I have a webcam on my wish list for mounting on the top of the trailer, so I can watch them. I have only had a few sightings of single coyotes, and that was incredibly exciting. A pack was right at our door the other night, but they are very skittish. When I got up to record them and made the slightest noise, they ran off. I quickly opened the door hoping for a glimpse, but it was too dark and I couldn’t see them. I have to work on my stealth movements, or I will never see them!
It was fantastic to come across the path of a desert tortoise, and a real boon to see a roadrunner or two.

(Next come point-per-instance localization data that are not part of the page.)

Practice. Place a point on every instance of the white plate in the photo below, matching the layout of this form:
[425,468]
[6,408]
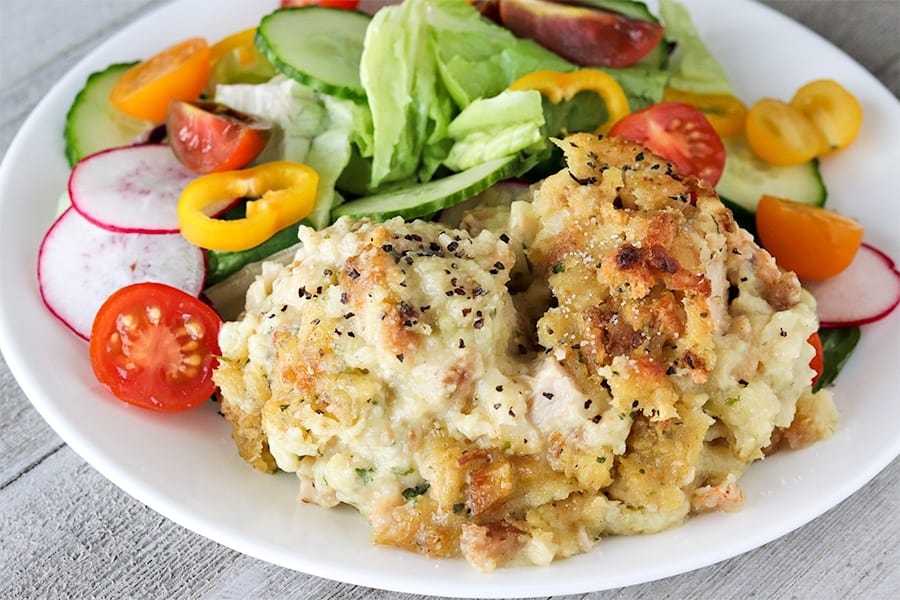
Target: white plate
[185,466]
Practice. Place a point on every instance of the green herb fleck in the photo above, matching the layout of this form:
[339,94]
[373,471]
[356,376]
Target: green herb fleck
[415,492]
[365,475]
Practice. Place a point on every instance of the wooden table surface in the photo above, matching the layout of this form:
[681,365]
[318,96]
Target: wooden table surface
[69,533]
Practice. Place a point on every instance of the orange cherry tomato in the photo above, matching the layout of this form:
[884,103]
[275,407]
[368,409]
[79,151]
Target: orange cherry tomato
[814,242]
[155,346]
[817,363]
[781,134]
[833,110]
[177,73]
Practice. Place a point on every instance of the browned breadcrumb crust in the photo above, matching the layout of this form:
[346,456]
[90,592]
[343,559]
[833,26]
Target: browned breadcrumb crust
[395,371]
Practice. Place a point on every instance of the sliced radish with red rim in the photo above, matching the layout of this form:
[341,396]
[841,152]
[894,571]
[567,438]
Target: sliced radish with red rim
[864,292]
[131,189]
[80,265]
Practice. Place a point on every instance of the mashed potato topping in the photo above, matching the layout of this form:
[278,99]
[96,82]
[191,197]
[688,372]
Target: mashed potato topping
[607,358]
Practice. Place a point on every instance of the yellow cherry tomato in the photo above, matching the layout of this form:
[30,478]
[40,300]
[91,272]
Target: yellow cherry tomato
[781,134]
[833,110]
[177,73]
[284,192]
[725,112]
[558,86]
[814,242]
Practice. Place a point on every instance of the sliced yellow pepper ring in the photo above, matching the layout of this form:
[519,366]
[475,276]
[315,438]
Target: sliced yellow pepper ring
[557,86]
[285,193]
[724,112]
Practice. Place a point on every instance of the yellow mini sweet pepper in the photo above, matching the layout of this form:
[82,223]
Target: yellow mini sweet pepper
[558,86]
[281,193]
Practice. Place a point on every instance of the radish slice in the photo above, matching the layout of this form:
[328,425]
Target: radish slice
[866,291]
[80,265]
[132,189]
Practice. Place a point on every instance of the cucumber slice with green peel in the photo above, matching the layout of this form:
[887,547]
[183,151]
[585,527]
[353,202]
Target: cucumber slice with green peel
[318,46]
[93,124]
[422,200]
[747,177]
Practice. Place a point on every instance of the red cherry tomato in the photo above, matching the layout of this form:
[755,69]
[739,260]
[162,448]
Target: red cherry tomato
[817,363]
[585,35]
[679,133]
[155,346]
[208,136]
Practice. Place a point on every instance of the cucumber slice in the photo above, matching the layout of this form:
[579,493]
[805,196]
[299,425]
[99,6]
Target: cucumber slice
[318,46]
[422,200]
[93,124]
[747,177]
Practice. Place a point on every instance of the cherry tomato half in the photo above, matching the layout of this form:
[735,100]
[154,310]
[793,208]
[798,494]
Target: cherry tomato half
[814,242]
[155,346]
[585,35]
[817,363]
[177,73]
[781,134]
[833,110]
[725,112]
[209,136]
[679,133]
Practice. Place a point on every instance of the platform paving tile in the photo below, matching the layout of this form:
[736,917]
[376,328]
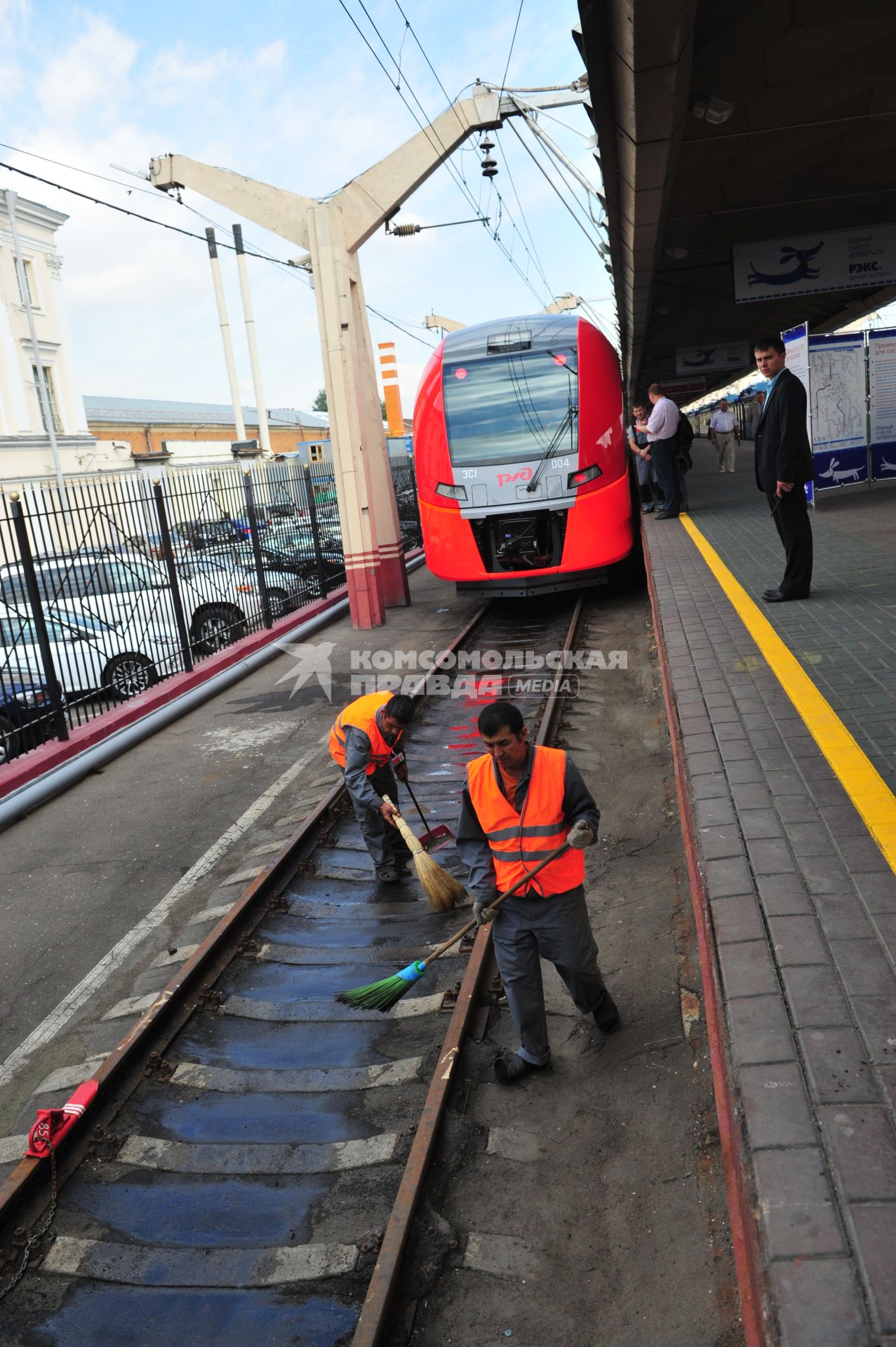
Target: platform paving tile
[875,1228]
[815,998]
[805,923]
[796,1205]
[820,1303]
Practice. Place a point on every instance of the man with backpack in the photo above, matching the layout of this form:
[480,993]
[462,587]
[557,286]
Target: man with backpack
[662,437]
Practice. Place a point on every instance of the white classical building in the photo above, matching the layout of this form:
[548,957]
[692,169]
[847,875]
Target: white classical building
[25,443]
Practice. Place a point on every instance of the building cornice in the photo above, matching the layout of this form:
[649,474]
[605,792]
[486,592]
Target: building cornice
[33,213]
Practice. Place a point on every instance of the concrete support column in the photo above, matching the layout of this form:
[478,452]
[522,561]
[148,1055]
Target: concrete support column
[389,534]
[333,288]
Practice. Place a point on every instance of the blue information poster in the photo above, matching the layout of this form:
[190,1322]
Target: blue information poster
[881,387]
[838,408]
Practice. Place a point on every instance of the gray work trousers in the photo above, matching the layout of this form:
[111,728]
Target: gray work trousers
[382,840]
[554,928]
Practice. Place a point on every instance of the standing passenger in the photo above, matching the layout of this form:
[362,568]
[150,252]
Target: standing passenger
[522,802]
[783,467]
[646,474]
[662,431]
[724,436]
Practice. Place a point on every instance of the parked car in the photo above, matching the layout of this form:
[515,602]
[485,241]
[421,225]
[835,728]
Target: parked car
[291,553]
[228,574]
[88,655]
[131,593]
[26,718]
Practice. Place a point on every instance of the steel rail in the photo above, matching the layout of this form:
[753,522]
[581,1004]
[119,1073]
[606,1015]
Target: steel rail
[389,1265]
[740,1202]
[158,1026]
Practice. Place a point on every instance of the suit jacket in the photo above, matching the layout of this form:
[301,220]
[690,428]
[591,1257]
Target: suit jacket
[783,453]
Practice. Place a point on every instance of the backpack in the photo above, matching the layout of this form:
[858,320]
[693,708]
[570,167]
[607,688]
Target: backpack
[683,441]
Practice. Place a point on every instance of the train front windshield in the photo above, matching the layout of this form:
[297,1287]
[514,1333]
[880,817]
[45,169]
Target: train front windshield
[504,408]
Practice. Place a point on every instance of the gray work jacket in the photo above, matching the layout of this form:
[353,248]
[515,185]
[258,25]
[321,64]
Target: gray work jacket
[472,843]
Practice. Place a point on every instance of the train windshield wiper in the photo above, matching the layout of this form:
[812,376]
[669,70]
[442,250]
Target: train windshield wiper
[572,413]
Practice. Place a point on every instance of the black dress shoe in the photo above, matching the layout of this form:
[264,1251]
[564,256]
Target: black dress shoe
[512,1067]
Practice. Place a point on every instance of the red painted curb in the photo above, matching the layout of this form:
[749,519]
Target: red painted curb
[54,755]
[748,1261]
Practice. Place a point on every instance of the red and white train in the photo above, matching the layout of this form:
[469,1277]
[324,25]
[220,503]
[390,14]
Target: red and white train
[522,467]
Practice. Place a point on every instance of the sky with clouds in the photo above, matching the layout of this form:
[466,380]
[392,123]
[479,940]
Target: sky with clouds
[290,95]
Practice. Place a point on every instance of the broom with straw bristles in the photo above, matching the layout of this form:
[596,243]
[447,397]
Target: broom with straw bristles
[441,888]
[389,992]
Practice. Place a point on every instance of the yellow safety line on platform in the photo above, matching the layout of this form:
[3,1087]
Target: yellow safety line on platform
[850,765]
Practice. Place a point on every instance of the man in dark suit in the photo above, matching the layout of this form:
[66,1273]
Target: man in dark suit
[783,467]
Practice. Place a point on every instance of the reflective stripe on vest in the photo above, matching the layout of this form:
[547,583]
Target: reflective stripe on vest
[361,714]
[519,842]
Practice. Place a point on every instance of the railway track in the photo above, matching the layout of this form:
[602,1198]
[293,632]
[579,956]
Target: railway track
[253,1160]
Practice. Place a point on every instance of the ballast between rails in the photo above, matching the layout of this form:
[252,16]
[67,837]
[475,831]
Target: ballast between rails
[145,1045]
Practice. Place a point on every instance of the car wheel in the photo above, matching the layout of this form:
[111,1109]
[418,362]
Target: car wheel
[216,626]
[8,740]
[279,601]
[128,675]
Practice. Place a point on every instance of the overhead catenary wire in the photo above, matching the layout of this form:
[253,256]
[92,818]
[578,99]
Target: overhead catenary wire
[187,234]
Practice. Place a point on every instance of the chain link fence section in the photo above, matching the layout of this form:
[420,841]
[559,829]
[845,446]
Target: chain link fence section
[134,578]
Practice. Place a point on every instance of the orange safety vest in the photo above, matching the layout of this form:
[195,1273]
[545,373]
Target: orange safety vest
[518,842]
[363,716]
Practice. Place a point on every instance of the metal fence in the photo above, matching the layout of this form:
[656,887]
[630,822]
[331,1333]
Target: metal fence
[128,579]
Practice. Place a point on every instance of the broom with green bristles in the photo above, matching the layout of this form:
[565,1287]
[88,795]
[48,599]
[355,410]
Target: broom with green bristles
[389,992]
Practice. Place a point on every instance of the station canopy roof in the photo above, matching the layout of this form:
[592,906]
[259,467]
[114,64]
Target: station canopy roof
[808,89]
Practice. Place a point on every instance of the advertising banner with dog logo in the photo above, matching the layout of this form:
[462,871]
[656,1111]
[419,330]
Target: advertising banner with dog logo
[711,360]
[796,352]
[838,411]
[881,388]
[809,264]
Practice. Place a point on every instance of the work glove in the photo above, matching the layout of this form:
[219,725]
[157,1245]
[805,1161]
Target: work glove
[580,836]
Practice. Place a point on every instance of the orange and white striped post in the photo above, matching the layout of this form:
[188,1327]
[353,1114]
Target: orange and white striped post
[391,392]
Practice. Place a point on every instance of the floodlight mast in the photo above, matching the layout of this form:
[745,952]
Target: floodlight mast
[332,231]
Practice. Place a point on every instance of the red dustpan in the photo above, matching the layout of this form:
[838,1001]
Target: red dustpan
[434,838]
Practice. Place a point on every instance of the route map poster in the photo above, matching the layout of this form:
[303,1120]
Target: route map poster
[810,264]
[838,414]
[881,387]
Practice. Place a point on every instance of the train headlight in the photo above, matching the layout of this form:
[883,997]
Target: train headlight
[585,474]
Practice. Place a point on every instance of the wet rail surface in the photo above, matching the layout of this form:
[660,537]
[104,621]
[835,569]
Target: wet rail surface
[243,1190]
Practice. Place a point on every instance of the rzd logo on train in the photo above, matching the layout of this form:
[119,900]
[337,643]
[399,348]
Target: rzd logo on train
[523,476]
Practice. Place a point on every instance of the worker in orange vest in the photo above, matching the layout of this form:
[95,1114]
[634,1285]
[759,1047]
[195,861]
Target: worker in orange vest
[364,742]
[522,802]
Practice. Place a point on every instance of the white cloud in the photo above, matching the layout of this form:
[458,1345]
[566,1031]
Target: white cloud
[89,76]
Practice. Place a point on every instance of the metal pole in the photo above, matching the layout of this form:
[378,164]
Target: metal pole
[54,688]
[44,394]
[225,335]
[250,336]
[168,556]
[316,528]
[256,546]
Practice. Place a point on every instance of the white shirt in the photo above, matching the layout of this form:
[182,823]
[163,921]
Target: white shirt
[663,421]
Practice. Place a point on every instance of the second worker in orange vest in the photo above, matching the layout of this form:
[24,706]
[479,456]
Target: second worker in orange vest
[364,744]
[519,805]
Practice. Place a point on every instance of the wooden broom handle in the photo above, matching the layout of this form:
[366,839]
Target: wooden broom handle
[458,935]
[413,841]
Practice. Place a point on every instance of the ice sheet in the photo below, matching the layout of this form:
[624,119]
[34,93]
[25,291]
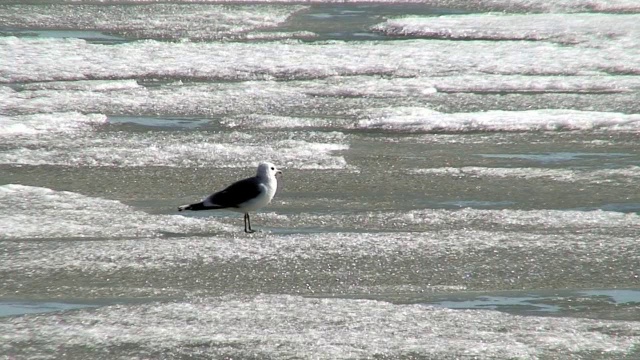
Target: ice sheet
[563,28]
[34,212]
[289,326]
[165,21]
[424,119]
[628,174]
[69,139]
[69,59]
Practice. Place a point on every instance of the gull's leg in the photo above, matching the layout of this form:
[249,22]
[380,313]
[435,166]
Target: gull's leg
[247,220]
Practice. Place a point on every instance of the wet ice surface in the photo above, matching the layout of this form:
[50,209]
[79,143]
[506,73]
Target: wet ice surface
[440,198]
[289,326]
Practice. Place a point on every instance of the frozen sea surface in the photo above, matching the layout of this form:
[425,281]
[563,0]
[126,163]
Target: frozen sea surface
[460,179]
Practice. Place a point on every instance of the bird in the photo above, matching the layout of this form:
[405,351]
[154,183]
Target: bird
[243,196]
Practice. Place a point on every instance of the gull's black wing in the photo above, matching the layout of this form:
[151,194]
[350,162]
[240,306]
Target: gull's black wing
[235,194]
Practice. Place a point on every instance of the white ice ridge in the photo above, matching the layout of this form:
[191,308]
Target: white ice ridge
[59,59]
[182,21]
[627,174]
[35,212]
[282,326]
[565,28]
[477,5]
[223,99]
[424,119]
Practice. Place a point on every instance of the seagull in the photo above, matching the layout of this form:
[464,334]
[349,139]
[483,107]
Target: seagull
[245,195]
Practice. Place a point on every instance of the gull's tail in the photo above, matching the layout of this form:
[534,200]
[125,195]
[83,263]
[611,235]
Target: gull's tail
[198,206]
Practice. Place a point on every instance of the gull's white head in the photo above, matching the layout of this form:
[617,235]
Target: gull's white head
[267,169]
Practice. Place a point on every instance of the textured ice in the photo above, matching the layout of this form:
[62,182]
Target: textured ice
[564,28]
[73,59]
[168,21]
[147,253]
[295,327]
[70,139]
[424,119]
[628,174]
[257,102]
[34,212]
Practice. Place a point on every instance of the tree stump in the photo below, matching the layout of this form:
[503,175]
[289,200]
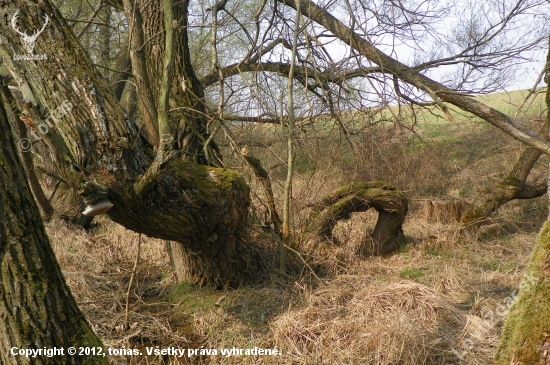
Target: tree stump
[390,203]
[444,211]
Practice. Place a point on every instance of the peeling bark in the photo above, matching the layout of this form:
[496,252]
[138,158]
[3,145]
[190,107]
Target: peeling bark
[203,209]
[37,309]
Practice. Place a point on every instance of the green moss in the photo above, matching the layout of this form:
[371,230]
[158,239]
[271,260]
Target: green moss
[528,324]
[192,298]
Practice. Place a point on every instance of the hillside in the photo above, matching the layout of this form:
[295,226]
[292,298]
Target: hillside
[439,299]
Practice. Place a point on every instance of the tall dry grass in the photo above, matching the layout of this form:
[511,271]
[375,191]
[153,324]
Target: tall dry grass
[413,307]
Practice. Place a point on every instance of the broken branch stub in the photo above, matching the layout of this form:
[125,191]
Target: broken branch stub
[390,203]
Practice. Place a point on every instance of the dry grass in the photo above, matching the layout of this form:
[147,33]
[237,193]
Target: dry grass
[412,307]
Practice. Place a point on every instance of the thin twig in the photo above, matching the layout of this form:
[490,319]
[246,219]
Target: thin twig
[132,277]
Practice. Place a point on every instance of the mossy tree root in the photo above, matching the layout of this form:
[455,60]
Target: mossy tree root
[390,203]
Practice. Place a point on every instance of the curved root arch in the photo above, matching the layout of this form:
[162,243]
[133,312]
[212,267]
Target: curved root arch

Tal loved playing with the horned lizards that came out after a rainstorm in Ely, Nevada when we were at an elk lookout. He saw a few fleeting elk over the top of a hill, but I missed seeing any. I did witness a pronghorn antelope several days in a row. Though they are herding animals it was alone until the last day when I saw two of them and I assumed the other was a female that he had partnered with.
We have seen a few flocks of honking geese flying overhead and there are a few ducks floating along the Colorado River. The other day I was sitting outside and a hawk was calling for his mate. I do hear owls hooting every night and once when Tal went out at dusk one flew just over his head. Desert ravens are plentiful and because they are scavengers can do better than most winged creatures.
The mountain lion tracks had to be the most exciting evidence of wildlife I have seen, but we never saw the lion(s). Just as well on that count.
What we have seen in abundance are flies and huge ant hills. There was a documentary put out a long time ago that spoke of how insects would be the last living life on earth when all else has become extinct. It is frightfully evident that will be the case.
In the meantime, quietly I walk, my eyes looking beyond my feet, hoping for that illusive moment when life flies, hops, or trots by. I am Indian. I am the receiver of miracles. The animals speak to me of my inner complexity and I am humbled.